How to Talk To Your Kids About Scary News
All news feels scary lately, but sometimes, it warrants a talk with your child. Knowing how to talk about scary news with your kids can be hard, but here are some tips and steps to follow. Subscribe to Scary Mommy on YouTube here.
First, limit exposure. We all know our kids can watch the same movie over and over again. How else would I know all the words to every song in Moana? Watching the news over and over again, however, can be traumatizing for our kids. So, make sure to take a break from the news when your kids are around.
It’s important to be honest, but with facts only. Stick to the facts, mom! Our kids get their news from the playground. And we all know that Jack at recess isn’t always sharing the most accurate details of what’s going on in the world. So make sure to be the one who hands down the facts. Include what steps are being taken to keep them safe and then give them a hug. Hugs go a long way.
I know it’s hard, but don’t sugarcoat it and don’t exaggerate. Again, stick to the facts, clear up misconceptions and don’t share unnecessary details. Once you start oversharing, you’ll see a glaze in their eyes or they’ll start asking questions that might be off base. Keep it simple.

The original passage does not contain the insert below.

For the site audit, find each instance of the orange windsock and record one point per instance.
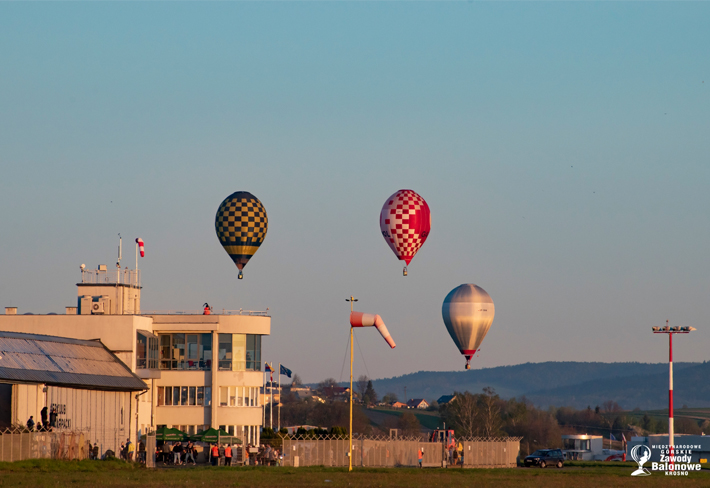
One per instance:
(360, 319)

When it comes to our older kids, they may have more questions about how to get involved or what is being done. First, remind them how you keep them safe. Give them examples of what you do at home for them, such as emergency plans and to-go bags. Also, talk about what the school does to keep them safe. Those emergency drills are there for a reason.
Stay positive. Show them the good that’s happening. Where there is a crisis, there are volunteers doing good things. Not only is it good to reflect on real life superheroes, but this is a moment to reflect on what you and your child can do to help. Helping out, whether through donations or through hands-on work, gives us a feeling of control over an unpredictable situation and that can ease the stress.
Point out what is safe in their lives. Sticking to routines and keeping up with bedtime stories is predictable and feels safe and gives your mind a much needed break.
Finally, take care of yourself. You’re processing tragedy too. If you’re face down on the bed, that’s not good for anyone. There are people out there you can talk to and who can give you help. Reach out to them if you don’t feel like you can cope.
This is dedicated to the mothers and young people out there fighting hard for the day when no mother has to explain scary news to a child ever again.